Even in the current economy, there's no legit reason food pantries in Jersey should be short & free kitchens unable to pull together large enough pots of stew, with bread, & a donut for dessert. Americans waste food like nothing else, in restaurants, in supermarkets, in home kitchens. Dunkin' Donuts tosses 30 gallon garbage bags of edible cake donuts - the kind without fillings - into the dumpsters, & the birds & squirrels gather daily to tear those bags open. It's logistically difficult to collect the prepared food while it still can be eaten; organized donations of canned goods are more sporatic than on-going for civic & religious groups. So supermarkets collaborate with food pantries to make it easy for those who don't want to dig through their kitchen cabinets or buy extra & deliver it themselves to a collection point. They'll add any amount as low as a dollar to a shopping bill & purchase & donate the food for you. Nobody has to actually rub elbows with the poor to keep them from starving. Of all our social problems, the collection & distribution of much more food to pantries & free kitchens in an economic downturn is possible, because it's something Jerseyans will do if they are constantly reminded & given convenient opportunities to contribute.

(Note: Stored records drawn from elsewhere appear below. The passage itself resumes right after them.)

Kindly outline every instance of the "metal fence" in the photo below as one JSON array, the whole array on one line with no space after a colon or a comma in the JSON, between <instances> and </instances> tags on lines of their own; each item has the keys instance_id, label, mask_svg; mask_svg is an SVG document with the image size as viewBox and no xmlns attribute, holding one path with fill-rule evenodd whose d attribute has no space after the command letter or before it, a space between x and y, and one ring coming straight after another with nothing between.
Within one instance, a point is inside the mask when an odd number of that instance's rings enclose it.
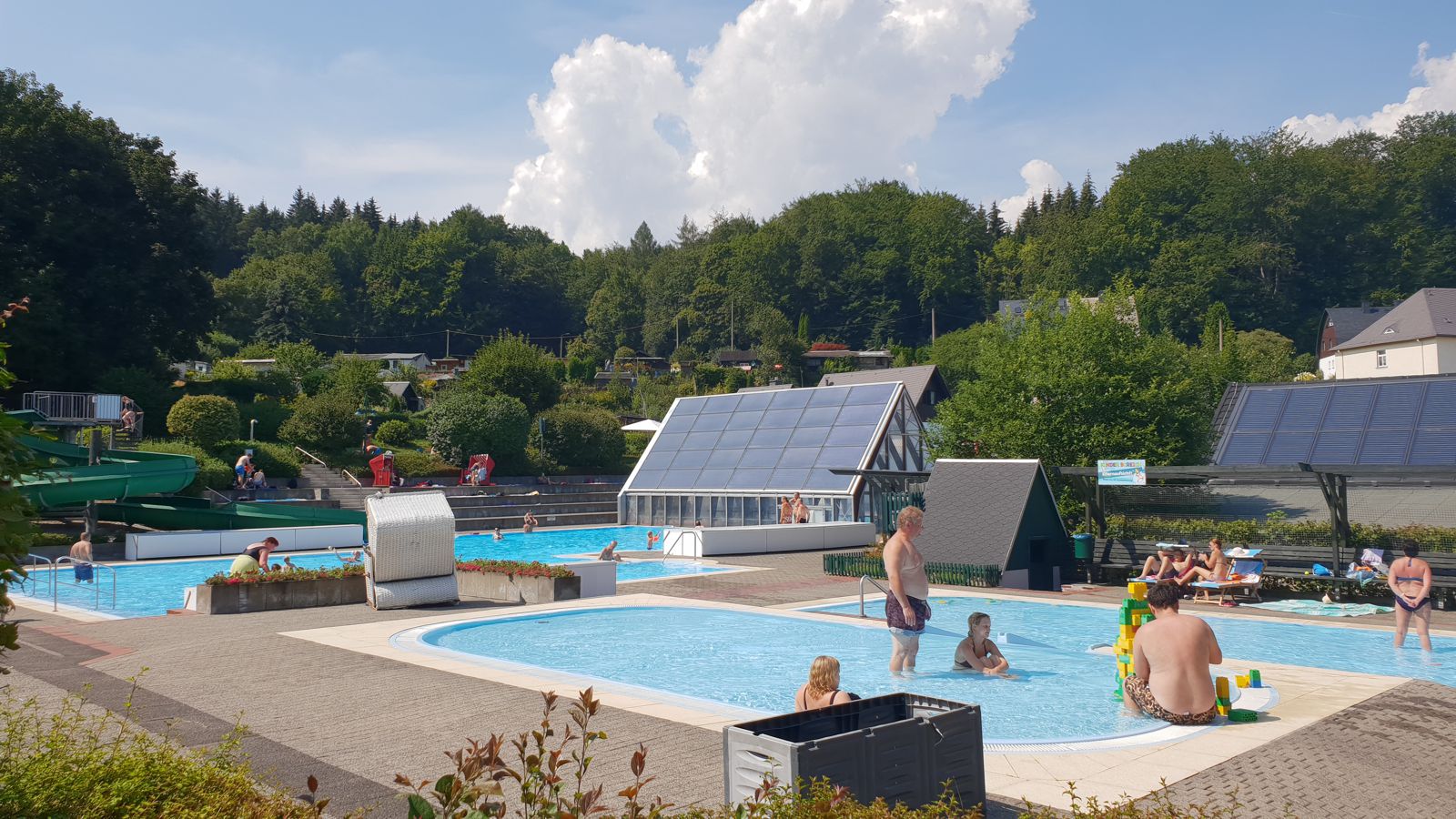
<instances>
[{"instance_id":1,"label":"metal fence","mask_svg":"<svg viewBox=\"0 0 1456 819\"><path fill-rule=\"evenodd\" d=\"M1163 481L1101 487L1107 536L1328 546L1329 507L1315 479ZM1350 546L1456 552L1456 481L1348 481ZM1344 560L1351 560L1350 554Z\"/></svg>"},{"instance_id":2,"label":"metal fence","mask_svg":"<svg viewBox=\"0 0 1456 819\"><path fill-rule=\"evenodd\" d=\"M898 507L897 507L898 509ZM999 565L973 565L960 563L927 563L925 573L930 583L942 586L1000 586ZM878 577L885 579L885 561L865 555L831 554L824 555L824 574L839 577Z\"/></svg>"}]
</instances>

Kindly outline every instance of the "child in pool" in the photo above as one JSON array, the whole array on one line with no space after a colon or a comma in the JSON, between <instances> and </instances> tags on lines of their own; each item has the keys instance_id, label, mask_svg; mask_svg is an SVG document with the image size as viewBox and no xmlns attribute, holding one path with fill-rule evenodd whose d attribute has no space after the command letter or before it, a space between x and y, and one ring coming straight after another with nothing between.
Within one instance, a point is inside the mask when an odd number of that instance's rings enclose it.
<instances>
[{"instance_id":1,"label":"child in pool","mask_svg":"<svg viewBox=\"0 0 1456 819\"><path fill-rule=\"evenodd\" d=\"M976 612L967 619L965 640L955 647L955 670L978 670L984 675L1002 676L1010 663L990 640L992 615Z\"/></svg>"}]
</instances>

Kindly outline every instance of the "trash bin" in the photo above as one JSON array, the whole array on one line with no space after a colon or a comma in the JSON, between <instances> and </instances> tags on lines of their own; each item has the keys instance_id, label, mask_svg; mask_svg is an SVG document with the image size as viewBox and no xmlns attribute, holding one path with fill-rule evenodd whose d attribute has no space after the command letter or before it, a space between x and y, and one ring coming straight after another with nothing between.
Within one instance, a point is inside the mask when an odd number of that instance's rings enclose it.
<instances>
[{"instance_id":1,"label":"trash bin","mask_svg":"<svg viewBox=\"0 0 1456 819\"><path fill-rule=\"evenodd\" d=\"M965 806L986 802L981 707L887 694L724 729L724 799L753 797L766 774L828 778L860 802L920 807L949 781Z\"/></svg>"}]
</instances>

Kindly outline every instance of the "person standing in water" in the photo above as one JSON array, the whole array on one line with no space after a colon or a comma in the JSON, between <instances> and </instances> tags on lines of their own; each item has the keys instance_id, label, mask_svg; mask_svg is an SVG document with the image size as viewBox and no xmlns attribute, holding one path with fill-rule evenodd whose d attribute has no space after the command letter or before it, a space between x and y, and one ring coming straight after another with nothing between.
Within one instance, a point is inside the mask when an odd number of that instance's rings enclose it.
<instances>
[{"instance_id":1,"label":"person standing in water","mask_svg":"<svg viewBox=\"0 0 1456 819\"><path fill-rule=\"evenodd\" d=\"M1405 631L1415 621L1415 634L1421 638L1421 648L1431 650L1431 564L1415 557L1421 554L1421 546L1415 541L1406 541L1402 549L1405 557L1390 565L1390 576L1386 584L1395 592L1395 647L1405 646Z\"/></svg>"},{"instance_id":2,"label":"person standing in water","mask_svg":"<svg viewBox=\"0 0 1456 819\"><path fill-rule=\"evenodd\" d=\"M900 510L895 533L885 542L885 577L890 595L885 597L885 624L893 643L890 673L914 672L920 653L920 634L930 619L930 579L925 574L925 557L914 539L925 528L925 513L907 506Z\"/></svg>"},{"instance_id":3,"label":"person standing in water","mask_svg":"<svg viewBox=\"0 0 1456 819\"><path fill-rule=\"evenodd\" d=\"M1003 675L1010 663L1000 648L992 643L992 615L976 612L965 621L965 640L955 647L955 670L977 670L984 675Z\"/></svg>"}]
</instances>

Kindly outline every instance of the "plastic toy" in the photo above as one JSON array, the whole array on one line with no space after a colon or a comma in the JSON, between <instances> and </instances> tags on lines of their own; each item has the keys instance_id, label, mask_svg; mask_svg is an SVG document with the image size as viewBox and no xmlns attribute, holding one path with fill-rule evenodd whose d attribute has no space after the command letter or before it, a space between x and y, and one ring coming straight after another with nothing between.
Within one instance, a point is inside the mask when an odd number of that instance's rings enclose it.
<instances>
[{"instance_id":1,"label":"plastic toy","mask_svg":"<svg viewBox=\"0 0 1456 819\"><path fill-rule=\"evenodd\" d=\"M1229 678L1220 676L1213 681L1213 702L1219 707L1219 714L1229 716Z\"/></svg>"}]
</instances>

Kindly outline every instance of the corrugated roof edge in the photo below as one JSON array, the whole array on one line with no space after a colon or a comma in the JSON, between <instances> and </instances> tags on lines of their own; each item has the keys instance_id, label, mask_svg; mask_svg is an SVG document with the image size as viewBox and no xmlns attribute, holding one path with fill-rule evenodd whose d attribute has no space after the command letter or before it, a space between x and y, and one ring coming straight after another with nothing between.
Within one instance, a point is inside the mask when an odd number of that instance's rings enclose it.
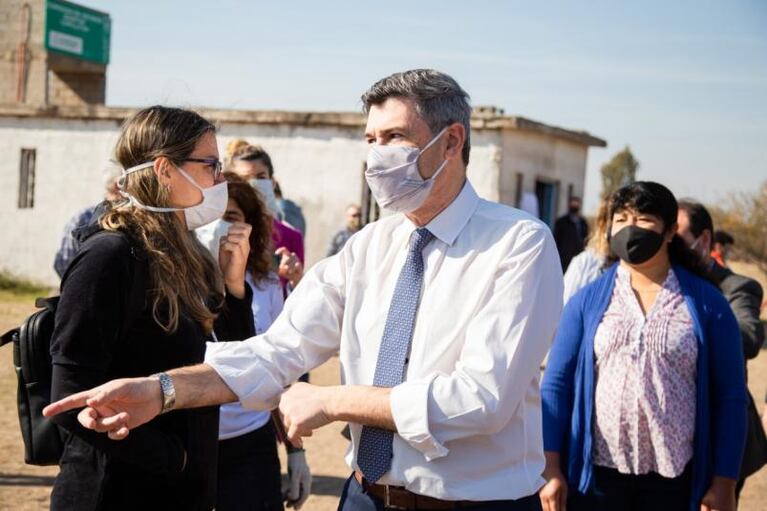
<instances>
[{"instance_id":1,"label":"corrugated roof edge","mask_svg":"<svg viewBox=\"0 0 767 511\"><path fill-rule=\"evenodd\" d=\"M294 126L363 127L365 115L355 112L292 112L285 110L226 110L194 108L200 115L216 123L232 124L287 124ZM36 117L77 120L113 120L122 122L137 112L138 108L108 107L104 105L48 106L0 105L0 117ZM533 121L525 117L508 115L472 115L474 129L513 129L544 133L577 144L607 147L607 142L586 131L569 130Z\"/></svg>"}]
</instances>

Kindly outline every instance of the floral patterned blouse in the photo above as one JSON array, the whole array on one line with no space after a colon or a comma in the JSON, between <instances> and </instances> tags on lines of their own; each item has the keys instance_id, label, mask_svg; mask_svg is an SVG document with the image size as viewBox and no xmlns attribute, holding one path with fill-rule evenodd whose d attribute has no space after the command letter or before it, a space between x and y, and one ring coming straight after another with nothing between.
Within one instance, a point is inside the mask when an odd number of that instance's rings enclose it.
<instances>
[{"instance_id":1,"label":"floral patterned blouse","mask_svg":"<svg viewBox=\"0 0 767 511\"><path fill-rule=\"evenodd\" d=\"M673 270L645 316L618 268L594 355L594 464L682 474L693 454L698 344Z\"/></svg>"}]
</instances>

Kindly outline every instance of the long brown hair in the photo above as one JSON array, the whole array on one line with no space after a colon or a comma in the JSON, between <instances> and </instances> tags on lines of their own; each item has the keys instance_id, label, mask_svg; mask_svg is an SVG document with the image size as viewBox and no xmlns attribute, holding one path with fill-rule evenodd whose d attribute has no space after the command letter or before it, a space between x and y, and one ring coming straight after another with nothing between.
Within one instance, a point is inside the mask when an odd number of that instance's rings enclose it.
<instances>
[{"instance_id":1,"label":"long brown hair","mask_svg":"<svg viewBox=\"0 0 767 511\"><path fill-rule=\"evenodd\" d=\"M224 172L229 189L229 198L245 214L245 223L250 224L250 255L248 269L256 285L269 278L272 270L272 215L264 202L244 179L234 172Z\"/></svg>"},{"instance_id":2,"label":"long brown hair","mask_svg":"<svg viewBox=\"0 0 767 511\"><path fill-rule=\"evenodd\" d=\"M215 133L200 115L180 108L153 106L123 125L115 159L127 169L162 156L180 166L199 140ZM121 178L122 190L147 206L170 206L168 191L149 167ZM178 328L183 310L206 333L223 303L223 277L218 265L175 213L155 213L117 204L100 219L108 231L124 231L141 243L149 258L152 317L168 333Z\"/></svg>"}]
</instances>

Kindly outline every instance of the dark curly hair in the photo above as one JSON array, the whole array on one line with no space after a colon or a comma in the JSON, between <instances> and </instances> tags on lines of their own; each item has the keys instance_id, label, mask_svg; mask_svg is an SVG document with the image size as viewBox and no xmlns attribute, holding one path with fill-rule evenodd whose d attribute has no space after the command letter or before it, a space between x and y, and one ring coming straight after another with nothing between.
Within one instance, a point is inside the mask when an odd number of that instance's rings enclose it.
<instances>
[{"instance_id":1,"label":"dark curly hair","mask_svg":"<svg viewBox=\"0 0 767 511\"><path fill-rule=\"evenodd\" d=\"M253 227L250 231L250 255L248 269L253 280L259 282L269 278L272 271L272 216L261 201L258 192L234 172L224 172L229 198L245 214L245 223Z\"/></svg>"},{"instance_id":2,"label":"dark curly hair","mask_svg":"<svg viewBox=\"0 0 767 511\"><path fill-rule=\"evenodd\" d=\"M663 234L668 234L676 226L679 206L671 190L660 183L636 181L626 185L613 192L608 199L608 238L612 231L613 216L625 210L657 216L663 221ZM671 264L678 264L699 277L709 279L703 260L676 233L668 244L668 255ZM617 260L618 256L610 250L606 264L612 264Z\"/></svg>"}]
</instances>

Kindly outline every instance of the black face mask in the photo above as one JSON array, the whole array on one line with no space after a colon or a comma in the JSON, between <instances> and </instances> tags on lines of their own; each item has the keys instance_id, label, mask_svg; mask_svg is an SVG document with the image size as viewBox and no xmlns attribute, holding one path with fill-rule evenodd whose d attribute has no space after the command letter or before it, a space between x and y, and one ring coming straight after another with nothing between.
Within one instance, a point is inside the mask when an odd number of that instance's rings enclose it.
<instances>
[{"instance_id":1,"label":"black face mask","mask_svg":"<svg viewBox=\"0 0 767 511\"><path fill-rule=\"evenodd\" d=\"M663 246L659 232L629 225L610 238L610 250L630 264L642 264L658 253Z\"/></svg>"}]
</instances>

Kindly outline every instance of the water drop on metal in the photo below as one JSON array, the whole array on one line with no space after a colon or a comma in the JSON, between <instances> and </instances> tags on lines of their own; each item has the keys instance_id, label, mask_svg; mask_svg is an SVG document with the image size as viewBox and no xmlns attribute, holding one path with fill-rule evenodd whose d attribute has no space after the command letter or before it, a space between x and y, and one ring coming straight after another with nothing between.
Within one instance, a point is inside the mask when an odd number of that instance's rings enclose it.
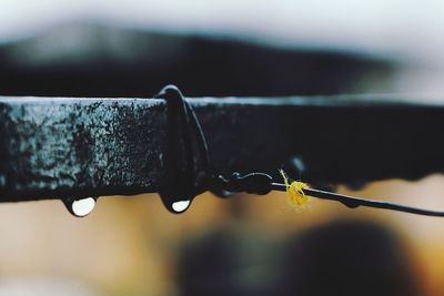
<instances>
[{"instance_id":1,"label":"water drop on metal","mask_svg":"<svg viewBox=\"0 0 444 296\"><path fill-rule=\"evenodd\" d=\"M63 203L72 215L84 217L94 210L95 200L97 197L85 197L80 200L64 200Z\"/></svg>"},{"instance_id":2,"label":"water drop on metal","mask_svg":"<svg viewBox=\"0 0 444 296\"><path fill-rule=\"evenodd\" d=\"M171 205L171 208L175 212L175 213L183 213L186 211L186 208L190 206L191 201L179 201L179 202L174 202Z\"/></svg>"}]
</instances>

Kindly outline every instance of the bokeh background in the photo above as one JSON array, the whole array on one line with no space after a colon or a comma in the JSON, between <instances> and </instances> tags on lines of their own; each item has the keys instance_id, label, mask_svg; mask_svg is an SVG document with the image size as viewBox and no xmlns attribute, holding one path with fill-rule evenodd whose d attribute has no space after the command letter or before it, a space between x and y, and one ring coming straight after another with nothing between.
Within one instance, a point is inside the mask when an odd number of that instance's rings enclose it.
<instances>
[{"instance_id":1,"label":"bokeh background","mask_svg":"<svg viewBox=\"0 0 444 296\"><path fill-rule=\"evenodd\" d=\"M0 94L436 93L443 31L440 0L0 0ZM432 208L443 190L442 175L339 187ZM154 194L100 198L84 218L1 204L0 237L0 295L444 294L442 220L297 212L281 193L203 194L182 215Z\"/></svg>"}]
</instances>

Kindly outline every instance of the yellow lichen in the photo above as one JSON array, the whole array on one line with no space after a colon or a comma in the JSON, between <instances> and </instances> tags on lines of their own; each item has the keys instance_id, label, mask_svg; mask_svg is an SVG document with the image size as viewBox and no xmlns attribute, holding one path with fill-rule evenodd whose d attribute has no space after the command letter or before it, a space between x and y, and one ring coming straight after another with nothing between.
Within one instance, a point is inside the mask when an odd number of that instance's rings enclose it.
<instances>
[{"instance_id":1,"label":"yellow lichen","mask_svg":"<svg viewBox=\"0 0 444 296\"><path fill-rule=\"evenodd\" d=\"M279 172L281 173L286 186L289 203L296 208L305 207L310 202L310 196L307 196L304 192L305 188L309 188L309 184L300 181L293 181L290 183L285 172L283 170L280 170Z\"/></svg>"}]
</instances>

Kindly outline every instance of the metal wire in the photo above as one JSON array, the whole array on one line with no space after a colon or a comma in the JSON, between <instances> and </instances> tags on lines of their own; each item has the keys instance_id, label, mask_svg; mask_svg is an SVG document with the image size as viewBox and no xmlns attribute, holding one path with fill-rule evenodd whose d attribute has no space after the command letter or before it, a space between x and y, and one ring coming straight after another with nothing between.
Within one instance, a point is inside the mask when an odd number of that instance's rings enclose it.
<instances>
[{"instance_id":1,"label":"metal wire","mask_svg":"<svg viewBox=\"0 0 444 296\"><path fill-rule=\"evenodd\" d=\"M272 188L274 191L285 192L286 185L281 184L281 183L272 183ZM418 207L413 207L413 206L406 206L406 205L401 205L401 204L395 204L395 203L390 203L390 202L355 197L355 196L350 196L350 195L345 195L345 194L339 194L339 193L314 190L314 188L305 188L303 191L309 196L322 198L322 200L336 201L336 202L344 204L347 207L367 206L367 207L384 208L384 210L411 213L411 214L416 214L416 215L444 217L444 212L442 212L442 211L418 208Z\"/></svg>"}]
</instances>

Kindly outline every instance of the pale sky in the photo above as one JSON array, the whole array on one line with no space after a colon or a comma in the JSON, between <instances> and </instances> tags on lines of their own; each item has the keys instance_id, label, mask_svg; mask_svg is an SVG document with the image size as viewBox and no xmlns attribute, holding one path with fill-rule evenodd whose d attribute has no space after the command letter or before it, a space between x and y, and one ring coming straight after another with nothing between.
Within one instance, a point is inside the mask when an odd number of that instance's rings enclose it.
<instances>
[{"instance_id":1,"label":"pale sky","mask_svg":"<svg viewBox=\"0 0 444 296\"><path fill-rule=\"evenodd\" d=\"M444 63L442 0L0 0L0 42L79 20Z\"/></svg>"}]
</instances>

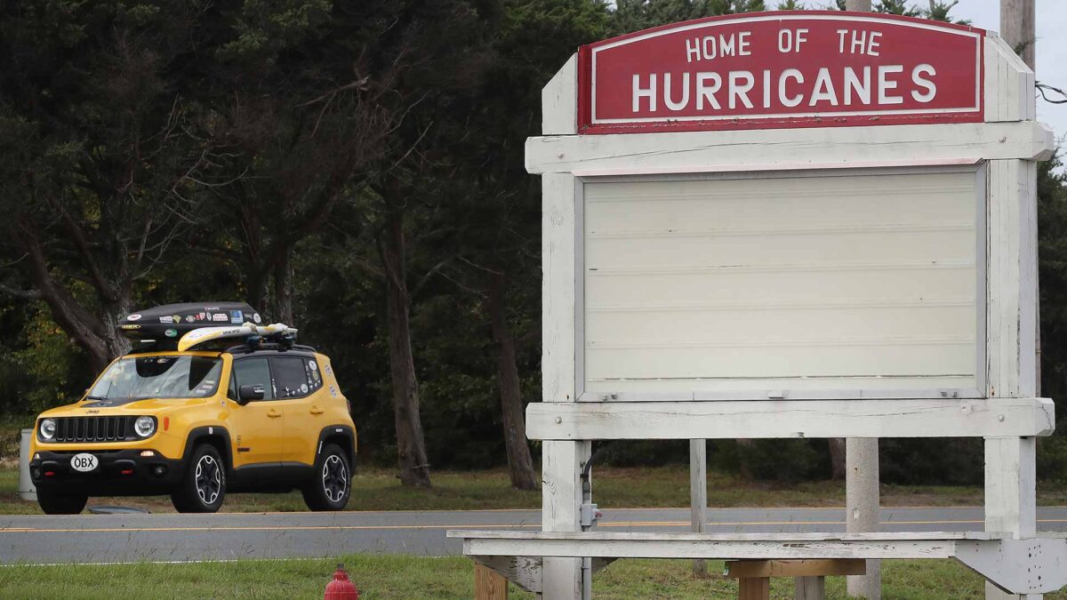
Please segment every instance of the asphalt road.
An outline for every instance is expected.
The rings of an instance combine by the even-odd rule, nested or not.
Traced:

Many of those "poor" are unemployed or underemployed working folks with families, not eligible for food stamps, but behind in their mortgages & other bills. Would you want to choose between feeding your kids & losing your house? Or selling a reliable car you need to find employment? There are thousands of seniors relying on cheap or free senior center lunches to help make ends meet, & those lunch programs may rely on The Community Food Bank of NJ for some of the food.
Put it this way: Anyone who thinks state guvmint does too much to feed the hungry has an even greater obligation to pick up the slack. Except for the anonymous heartless bastards on the NJ.com comments pages.